Музыка на мгновение заглушила все, неистовая Тина завопила "Look me in
the heart!", и тут он услышал: "Внимание, Володька, сзади справа..."
Он оглянулся, одновременно положив руку Гале на плечо и отталкивая,
отодвигая ее от себя. Справа по мосту подходили двое - обычные здешние
пацаны, в сапогах, в кожаных куртках "перфекто", в джинсах,
обтягивающих, как рейтузы. Он продолжал отодвигать от себя,
отталкивать как можно дальше Галю, а сам уже шагнул им навстречу и
увидел в руках у одного хорошо знакомые палки, связанные цепочкой,
палки качнулись и закрутились, сливаясь в мельницу. Второй сунул руку
назад под куртку и мгновенно вытащил ее с ножом, рукоятка-кастет,
толстый клинок...
Он понял, что его нашли. Он был уверен, что в конце концов его
найдет ГРУ или болгарские друзья по поручению Старшего Брата. Но в
полиции оказалось, что ребята обознались, они искали какого-то
торговца, задолжавшего поставщикам уже чуть ли не за полкило порошка.
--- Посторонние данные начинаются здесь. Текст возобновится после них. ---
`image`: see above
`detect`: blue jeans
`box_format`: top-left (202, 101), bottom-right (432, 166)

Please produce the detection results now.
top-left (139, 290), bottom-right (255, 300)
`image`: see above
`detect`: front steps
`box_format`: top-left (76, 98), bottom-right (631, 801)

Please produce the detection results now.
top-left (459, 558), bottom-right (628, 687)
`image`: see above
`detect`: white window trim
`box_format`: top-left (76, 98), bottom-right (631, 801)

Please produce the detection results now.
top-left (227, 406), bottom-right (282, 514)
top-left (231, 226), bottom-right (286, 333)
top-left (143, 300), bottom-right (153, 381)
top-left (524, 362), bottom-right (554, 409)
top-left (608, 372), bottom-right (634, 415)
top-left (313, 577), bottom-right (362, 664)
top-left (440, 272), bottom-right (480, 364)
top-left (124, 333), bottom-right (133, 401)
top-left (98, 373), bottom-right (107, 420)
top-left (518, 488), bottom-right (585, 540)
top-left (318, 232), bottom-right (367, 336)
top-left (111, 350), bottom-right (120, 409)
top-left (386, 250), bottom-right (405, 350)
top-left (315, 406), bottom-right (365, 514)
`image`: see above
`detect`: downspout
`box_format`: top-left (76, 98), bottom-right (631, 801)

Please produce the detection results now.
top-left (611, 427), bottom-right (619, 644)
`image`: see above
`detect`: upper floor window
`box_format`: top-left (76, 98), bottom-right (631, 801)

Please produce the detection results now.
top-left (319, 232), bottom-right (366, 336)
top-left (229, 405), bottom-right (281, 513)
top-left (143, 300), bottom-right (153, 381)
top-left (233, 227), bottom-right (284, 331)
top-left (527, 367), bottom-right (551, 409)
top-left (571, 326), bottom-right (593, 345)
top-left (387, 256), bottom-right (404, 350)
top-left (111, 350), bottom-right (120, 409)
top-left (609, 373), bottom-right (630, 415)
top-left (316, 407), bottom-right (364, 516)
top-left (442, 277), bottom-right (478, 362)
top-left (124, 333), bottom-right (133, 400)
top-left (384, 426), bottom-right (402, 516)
Им было велено выбить долг, больше ничего они не знали, а этот русский
очень похож - тоже такой приглаженный, прилизанный, галстучки-
платочки, настоящая буржуазная свинья. Кто ж его знал, что у него
коричневый пояс... Он прыгнул, нунчаки очень удачно улетели сразу за
перила, их оглушенный владелец поднял было руку ко лбу, на котором
остался точный отпечаток каблука, - и рухнул, как бычок на арене.
Второй пригнулся, низко опустил нож, парень, видно, соображал в драке,
пришлось хорошо крутнуться... На мосту уже визжали, от центра
пробивалась полицейская сирена, он едва не задел какую-то тетку в
широких шортах и сиреневой майке, оперся на правую и после еще одного
оборота нашел-таки пяткой стриженый затылок.
Счастье, что не только оружия - даже ножика перочинного при нем
не было. В полиции и без того достаточно подозрительно рассматривали
его бумажку, Галин немецкий паспорт и весьма холодно слушали ее
объяснения на неблестящем французском...
Теперь он уже хорошо знал, что голосу надо доверять. Все-таки
нашли, решил он, да и смешно было бы, если бы такой побег и все, что
он здесь рассказал о доблестной рабоче-крестьянской, ему бы простили.
Он вышел из кабинки спокойно. Он был вполне готов, и если они не
начнут стрелять сразу, с тремя он сумеет работать на равных.
У дальней стены, у писсуаров, стоял немолодой джентльмен в темно-
сером двубортном костюме, в хорошем галстуке, шелковый, вишневый, в
мелкий рисунок платочек парашютиком выпирал из нагрудного кармана.
Джентльмен мягко улыбнулся и механическим жестом слегка почесал
мизинцем за ухом - будто прическу поправил.